Japan’s economy shrank for a second time this year after an earthquake, typhoons and torrential rain battered production at home and exports declined amid softer demand overseas.
Gross domestic product is forecast to recover from its annualised 1.2% drop in the third quarter, and to continue growing until a sales-tax hike in October 2019, but the impact of a slowdown in China and trade tensions are likely to keep the expansion modest.
Reports that President Donald Trump will hold off for now on imposing tariffs on imported Japanese cars and auto parts keeps one of the largest threats to Japan’s economy at bay for the time being.
The wild weather that passed through regions including Osaka and Tokyo, and an earthquake on the northern island of Hokkaido, knocked out power supplies, halted factories and disrupted supply chains.
Exports suffered the biggest decline in more than three years.

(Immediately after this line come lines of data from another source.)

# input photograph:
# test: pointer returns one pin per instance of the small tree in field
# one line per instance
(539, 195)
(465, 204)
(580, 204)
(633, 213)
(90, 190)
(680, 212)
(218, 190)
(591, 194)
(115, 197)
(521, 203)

Yet the falloff across a range of economic activities can’t only be explained by natural disasters, said Kyohei Morita, chief Japan economist at Credit Agricole Securities Asia. “The trade war and China’s slowdown are already starting to take a toll on Japan’s economic growth,” he said.

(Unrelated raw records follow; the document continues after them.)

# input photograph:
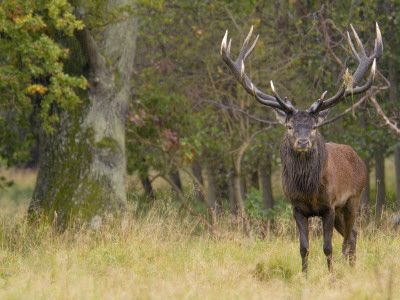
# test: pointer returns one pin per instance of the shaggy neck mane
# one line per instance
(302, 172)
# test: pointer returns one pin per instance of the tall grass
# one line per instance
(159, 251)
(163, 253)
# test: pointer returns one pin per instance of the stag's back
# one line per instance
(345, 173)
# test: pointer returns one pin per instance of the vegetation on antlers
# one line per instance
(324, 180)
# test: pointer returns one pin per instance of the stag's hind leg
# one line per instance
(302, 226)
(345, 225)
(328, 220)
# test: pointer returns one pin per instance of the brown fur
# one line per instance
(325, 181)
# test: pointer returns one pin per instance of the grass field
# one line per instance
(163, 253)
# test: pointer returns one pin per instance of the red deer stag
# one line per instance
(319, 179)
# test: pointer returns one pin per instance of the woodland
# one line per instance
(121, 114)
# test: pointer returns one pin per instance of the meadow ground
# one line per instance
(163, 253)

Masaki Kuwahara, senior economist at Nomura Securities Co, said about 1 percentage point of the 1.8% decline in exports was due to the disasters, with the rest the slowdown in China.
The patchier growth is unwelcome news for Prime Minister Shinzo Abe, who last month confirmed that the sales tax hike would go ahead next year given the strength of the economy.
The third-quarter figures don’t warrant any change of course for Abe and the Bank of Japan, according to economists. The BoJ is in a tight spot with some people thinking it should raise rates to help alleviate pressure on the profits of regional banks and limit risks to the financial system, said Takeshi Minami, chief economist at Norinchukin Research Institute. “The problem is can it really raise rates when the economy is losing momentum?” he said.
Business spending, which had been expected to slow after its 3.1% surge in the second quarter, edged down 0.2% for the first drop in eight quarters.
Private consumption, another driver of the rebound in the second quarter, slipped 0.1%.
On a non-annualised basis, the quarter-on-quarter drop in GDP was 0.3%.